Hard Skills Required to Qualify

  • Firewall and Intrusion detection & prevention
  • Ethical hacking, threat modelingand security coding knowledge
  • ITIL, COBIT and ISO 27001/27002 framework knowledge
  • IDS/IPS Testing
  • Penetration and vulnerability testing
  • Operating system handling- Windows, Linux and Unix
  • SOX, PCI, NIST, HIPAA & GLBA compliance assessments
  • Knowledge in Advanced Persistent Threats (APT), social engineering, phishing, NAC and anti-malware gateway
  • Programming language knowledge: C, C++, C#, JAVA, or PHP
  • Network routing methods, such as sub-netting, encryption technologies, DNS, VPNs, VLANs and VoIP
  • Security and Encryption technology knowledge
  • Web and Server related protocols such as TCP/IP, HTTPS, HTTP, UDP, IPSEC etc.
  • SQL, PLSQL, performance tuning and indexes knowledge

Soft Skills Required to Qualify

It is quite important for freelance consultants to hone their soft skills, because you have to not only set your own consultancy firm but also reposition and promote yourself as a ‘Brand’, separate from your previous employer.

And one of the most important relationships you will establish in your journey is between client and consultant.
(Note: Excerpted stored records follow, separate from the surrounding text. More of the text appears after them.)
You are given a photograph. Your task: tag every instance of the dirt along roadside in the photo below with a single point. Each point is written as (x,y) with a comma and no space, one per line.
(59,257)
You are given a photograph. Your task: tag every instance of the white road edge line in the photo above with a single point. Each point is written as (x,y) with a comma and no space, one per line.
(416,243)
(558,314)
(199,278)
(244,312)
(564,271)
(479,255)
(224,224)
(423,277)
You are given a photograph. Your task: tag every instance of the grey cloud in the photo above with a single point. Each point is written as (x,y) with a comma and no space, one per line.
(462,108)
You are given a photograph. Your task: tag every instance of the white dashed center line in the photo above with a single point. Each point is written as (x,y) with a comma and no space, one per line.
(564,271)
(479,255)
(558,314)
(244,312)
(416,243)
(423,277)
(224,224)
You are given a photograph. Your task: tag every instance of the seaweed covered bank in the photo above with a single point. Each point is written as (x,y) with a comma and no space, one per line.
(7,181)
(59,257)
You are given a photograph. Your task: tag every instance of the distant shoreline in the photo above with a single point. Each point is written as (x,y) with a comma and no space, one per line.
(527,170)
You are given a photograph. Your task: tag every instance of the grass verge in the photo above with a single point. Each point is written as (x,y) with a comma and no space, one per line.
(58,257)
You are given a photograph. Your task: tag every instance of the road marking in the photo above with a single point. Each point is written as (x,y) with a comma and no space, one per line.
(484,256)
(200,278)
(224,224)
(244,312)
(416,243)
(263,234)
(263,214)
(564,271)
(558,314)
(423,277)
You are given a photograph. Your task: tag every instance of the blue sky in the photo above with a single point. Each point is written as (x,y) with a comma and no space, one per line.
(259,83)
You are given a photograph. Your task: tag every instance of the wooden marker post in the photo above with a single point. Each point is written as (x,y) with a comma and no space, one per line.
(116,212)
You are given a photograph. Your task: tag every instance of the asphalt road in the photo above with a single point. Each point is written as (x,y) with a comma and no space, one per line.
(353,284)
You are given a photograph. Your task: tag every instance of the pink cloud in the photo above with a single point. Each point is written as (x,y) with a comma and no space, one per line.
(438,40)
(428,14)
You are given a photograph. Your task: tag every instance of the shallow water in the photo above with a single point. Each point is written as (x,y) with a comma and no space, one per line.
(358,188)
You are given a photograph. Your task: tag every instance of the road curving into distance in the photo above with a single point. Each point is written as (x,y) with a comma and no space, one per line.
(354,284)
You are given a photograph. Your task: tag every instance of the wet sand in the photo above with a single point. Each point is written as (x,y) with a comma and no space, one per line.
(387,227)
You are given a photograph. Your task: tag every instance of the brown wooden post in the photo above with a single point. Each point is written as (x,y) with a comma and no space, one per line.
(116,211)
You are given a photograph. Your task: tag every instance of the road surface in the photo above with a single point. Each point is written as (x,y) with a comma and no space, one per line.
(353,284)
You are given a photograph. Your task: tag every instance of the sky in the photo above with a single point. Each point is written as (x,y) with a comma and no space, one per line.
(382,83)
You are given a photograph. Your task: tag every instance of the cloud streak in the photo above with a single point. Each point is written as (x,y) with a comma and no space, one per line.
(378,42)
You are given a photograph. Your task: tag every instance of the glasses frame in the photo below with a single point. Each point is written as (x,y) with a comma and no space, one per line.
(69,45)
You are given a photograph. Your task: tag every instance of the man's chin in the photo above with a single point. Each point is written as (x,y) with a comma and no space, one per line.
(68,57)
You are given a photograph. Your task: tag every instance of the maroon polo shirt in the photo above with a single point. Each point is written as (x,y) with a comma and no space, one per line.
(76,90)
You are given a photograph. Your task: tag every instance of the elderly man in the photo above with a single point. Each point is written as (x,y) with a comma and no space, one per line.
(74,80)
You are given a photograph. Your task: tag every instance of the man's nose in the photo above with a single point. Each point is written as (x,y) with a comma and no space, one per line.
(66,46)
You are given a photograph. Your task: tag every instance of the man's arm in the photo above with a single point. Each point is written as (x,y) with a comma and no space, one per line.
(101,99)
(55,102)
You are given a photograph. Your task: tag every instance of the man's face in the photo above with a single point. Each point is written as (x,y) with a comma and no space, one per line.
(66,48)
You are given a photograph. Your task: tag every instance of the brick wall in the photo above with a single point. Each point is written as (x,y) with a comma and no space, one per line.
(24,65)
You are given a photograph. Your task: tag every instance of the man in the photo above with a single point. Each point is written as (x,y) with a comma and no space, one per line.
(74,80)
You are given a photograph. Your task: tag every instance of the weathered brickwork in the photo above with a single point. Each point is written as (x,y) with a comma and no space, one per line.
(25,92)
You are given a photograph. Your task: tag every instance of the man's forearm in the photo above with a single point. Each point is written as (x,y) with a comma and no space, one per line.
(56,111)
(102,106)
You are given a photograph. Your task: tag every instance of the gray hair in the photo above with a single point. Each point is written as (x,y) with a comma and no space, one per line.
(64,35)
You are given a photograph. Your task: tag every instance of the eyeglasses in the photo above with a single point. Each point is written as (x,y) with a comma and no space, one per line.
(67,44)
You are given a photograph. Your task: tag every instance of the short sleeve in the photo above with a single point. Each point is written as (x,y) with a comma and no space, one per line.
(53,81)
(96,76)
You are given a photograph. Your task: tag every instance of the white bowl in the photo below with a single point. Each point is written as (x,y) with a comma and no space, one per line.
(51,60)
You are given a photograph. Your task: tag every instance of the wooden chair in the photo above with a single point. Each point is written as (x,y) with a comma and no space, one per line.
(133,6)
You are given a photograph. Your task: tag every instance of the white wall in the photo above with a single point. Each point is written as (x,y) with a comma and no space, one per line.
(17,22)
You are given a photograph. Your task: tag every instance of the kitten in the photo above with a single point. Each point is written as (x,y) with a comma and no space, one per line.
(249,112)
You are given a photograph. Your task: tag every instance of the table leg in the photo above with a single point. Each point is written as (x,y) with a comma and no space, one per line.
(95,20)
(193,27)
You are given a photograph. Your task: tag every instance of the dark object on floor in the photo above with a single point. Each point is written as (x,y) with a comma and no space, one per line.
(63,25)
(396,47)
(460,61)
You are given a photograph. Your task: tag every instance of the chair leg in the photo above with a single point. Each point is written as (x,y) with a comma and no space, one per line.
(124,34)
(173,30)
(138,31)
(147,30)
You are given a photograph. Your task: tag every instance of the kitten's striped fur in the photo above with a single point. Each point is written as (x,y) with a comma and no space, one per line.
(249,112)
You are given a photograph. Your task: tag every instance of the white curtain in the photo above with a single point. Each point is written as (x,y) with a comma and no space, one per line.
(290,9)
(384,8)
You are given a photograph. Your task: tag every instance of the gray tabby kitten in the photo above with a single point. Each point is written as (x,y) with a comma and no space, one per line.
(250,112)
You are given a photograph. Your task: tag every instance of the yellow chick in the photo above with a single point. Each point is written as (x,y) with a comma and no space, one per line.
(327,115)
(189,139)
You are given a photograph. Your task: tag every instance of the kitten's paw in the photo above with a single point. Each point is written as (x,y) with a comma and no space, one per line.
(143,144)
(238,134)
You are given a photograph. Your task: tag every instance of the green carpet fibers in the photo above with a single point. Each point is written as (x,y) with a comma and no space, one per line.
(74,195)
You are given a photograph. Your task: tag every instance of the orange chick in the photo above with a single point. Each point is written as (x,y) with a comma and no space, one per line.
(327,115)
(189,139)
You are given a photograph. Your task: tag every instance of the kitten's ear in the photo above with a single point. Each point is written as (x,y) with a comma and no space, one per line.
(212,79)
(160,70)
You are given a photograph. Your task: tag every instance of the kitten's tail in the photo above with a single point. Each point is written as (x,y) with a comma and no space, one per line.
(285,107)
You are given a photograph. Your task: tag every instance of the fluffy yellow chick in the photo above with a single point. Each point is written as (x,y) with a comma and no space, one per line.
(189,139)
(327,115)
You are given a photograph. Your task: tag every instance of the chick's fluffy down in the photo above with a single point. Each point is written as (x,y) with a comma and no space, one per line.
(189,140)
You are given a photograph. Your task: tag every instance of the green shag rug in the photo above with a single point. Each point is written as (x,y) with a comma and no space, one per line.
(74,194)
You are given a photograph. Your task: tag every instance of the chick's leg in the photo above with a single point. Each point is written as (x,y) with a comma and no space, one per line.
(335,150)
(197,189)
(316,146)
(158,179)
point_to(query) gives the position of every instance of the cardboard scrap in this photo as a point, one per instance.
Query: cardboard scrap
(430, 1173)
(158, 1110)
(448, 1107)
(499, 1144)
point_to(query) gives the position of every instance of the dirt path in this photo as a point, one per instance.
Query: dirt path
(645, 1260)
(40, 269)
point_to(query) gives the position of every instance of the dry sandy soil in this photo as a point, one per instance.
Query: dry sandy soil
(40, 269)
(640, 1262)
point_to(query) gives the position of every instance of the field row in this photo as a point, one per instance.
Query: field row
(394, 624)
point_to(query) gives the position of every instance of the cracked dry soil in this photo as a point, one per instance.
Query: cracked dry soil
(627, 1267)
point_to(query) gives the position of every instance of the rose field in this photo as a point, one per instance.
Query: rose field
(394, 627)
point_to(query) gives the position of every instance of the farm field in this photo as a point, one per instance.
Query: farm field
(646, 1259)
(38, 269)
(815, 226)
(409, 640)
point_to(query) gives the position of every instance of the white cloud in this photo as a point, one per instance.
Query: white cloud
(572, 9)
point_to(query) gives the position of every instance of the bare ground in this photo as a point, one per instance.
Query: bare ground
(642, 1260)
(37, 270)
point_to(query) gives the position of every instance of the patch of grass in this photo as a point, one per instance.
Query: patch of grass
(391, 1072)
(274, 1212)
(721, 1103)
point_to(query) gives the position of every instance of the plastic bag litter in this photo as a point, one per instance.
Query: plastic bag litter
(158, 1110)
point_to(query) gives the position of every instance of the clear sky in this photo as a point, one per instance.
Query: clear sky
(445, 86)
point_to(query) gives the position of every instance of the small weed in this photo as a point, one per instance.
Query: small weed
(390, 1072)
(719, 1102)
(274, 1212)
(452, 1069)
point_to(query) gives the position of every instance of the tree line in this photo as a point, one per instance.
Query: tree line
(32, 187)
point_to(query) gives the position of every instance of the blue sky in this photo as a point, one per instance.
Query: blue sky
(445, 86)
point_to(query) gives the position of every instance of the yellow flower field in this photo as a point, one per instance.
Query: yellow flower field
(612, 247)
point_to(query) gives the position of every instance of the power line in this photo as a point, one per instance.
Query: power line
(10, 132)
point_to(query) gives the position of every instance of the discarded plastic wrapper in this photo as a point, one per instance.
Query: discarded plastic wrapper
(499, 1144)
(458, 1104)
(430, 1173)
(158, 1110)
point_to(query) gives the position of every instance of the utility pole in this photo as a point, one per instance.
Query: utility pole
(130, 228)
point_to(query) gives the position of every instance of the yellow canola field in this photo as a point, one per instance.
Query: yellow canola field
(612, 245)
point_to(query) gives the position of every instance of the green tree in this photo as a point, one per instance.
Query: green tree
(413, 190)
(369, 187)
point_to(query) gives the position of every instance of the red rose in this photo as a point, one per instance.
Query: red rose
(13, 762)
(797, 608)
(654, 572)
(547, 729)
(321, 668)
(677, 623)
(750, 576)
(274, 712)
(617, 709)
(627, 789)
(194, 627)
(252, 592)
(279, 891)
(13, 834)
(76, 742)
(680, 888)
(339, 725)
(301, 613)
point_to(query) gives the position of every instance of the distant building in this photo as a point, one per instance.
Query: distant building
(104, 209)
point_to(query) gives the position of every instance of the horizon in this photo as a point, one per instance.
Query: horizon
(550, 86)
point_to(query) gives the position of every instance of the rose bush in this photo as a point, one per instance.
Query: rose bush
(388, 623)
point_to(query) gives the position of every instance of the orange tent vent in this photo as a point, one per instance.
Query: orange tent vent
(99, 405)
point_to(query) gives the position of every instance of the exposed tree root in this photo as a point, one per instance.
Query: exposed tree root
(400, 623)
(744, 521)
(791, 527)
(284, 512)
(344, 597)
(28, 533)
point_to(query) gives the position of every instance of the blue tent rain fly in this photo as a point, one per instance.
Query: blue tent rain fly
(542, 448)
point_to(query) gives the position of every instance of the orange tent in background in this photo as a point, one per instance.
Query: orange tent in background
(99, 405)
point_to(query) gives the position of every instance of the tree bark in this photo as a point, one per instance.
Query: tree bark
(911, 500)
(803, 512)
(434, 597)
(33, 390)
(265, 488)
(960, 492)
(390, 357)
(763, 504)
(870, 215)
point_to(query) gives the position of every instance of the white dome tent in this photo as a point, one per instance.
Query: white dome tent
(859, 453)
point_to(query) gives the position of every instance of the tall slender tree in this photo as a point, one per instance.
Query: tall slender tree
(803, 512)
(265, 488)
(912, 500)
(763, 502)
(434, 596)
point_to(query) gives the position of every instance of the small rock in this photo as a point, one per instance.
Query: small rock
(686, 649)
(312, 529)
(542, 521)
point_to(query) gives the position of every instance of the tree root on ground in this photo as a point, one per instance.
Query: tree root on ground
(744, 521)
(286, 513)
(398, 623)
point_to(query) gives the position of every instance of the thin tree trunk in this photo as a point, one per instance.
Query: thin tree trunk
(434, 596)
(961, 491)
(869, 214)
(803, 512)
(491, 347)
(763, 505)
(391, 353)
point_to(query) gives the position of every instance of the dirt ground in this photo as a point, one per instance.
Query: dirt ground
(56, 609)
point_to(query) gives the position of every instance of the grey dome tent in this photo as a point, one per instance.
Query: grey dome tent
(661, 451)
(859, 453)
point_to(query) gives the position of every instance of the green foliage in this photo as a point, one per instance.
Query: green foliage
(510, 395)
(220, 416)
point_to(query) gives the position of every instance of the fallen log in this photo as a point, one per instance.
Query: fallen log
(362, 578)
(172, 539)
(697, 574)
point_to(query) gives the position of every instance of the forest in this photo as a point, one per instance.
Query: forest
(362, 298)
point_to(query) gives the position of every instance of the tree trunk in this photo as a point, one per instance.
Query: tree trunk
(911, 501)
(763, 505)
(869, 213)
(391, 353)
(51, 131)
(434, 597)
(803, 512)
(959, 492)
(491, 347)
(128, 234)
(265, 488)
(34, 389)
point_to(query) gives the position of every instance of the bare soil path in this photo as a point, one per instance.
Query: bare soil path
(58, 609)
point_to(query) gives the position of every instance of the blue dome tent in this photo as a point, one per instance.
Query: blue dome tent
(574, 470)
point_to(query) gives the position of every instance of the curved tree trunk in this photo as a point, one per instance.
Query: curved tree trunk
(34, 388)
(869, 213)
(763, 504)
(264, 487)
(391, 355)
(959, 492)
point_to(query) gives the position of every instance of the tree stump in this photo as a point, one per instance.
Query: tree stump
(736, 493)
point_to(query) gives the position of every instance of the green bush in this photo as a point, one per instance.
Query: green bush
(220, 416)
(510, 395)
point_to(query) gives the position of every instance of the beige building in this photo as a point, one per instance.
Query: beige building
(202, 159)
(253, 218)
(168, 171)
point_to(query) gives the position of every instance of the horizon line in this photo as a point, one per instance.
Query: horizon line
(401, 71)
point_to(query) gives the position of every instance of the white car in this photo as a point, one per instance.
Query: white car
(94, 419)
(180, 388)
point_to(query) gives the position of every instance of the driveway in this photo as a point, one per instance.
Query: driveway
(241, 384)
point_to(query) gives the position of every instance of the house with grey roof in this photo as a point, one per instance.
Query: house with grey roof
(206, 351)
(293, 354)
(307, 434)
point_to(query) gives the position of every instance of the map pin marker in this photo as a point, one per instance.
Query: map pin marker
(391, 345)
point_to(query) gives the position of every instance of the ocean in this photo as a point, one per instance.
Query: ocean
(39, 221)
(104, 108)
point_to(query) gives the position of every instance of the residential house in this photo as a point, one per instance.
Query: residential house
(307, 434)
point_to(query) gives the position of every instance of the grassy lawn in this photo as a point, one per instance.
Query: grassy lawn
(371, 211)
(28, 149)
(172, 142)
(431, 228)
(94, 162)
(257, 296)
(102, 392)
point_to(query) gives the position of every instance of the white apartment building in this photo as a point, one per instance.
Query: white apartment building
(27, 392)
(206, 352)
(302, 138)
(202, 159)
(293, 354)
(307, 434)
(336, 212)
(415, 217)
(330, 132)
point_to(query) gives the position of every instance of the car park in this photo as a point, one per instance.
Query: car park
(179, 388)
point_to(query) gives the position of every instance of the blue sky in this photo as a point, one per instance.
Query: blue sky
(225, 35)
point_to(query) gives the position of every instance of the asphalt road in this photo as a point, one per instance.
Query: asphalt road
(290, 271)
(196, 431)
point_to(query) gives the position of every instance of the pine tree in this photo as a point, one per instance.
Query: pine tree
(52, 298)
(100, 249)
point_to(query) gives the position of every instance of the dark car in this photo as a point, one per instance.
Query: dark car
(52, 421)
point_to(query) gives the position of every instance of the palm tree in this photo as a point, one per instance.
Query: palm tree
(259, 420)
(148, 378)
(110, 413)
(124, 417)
In order to accomplish all of the above you have to be a great leader, a very good communicator and an excellent problem solver.

You will have to deal with several issues, form teams to plan strategies and effectively transfer your ideas, plan of action and knowledge to other non-technical teams and management.

You will also have to refine your marketing and presentation skills, as both can be tricky, even in established businesses. You should learn the art of selling yourself to customers without being aggressive.

And lastly, you have to know your weaknesses and strengths and play with them to succeed.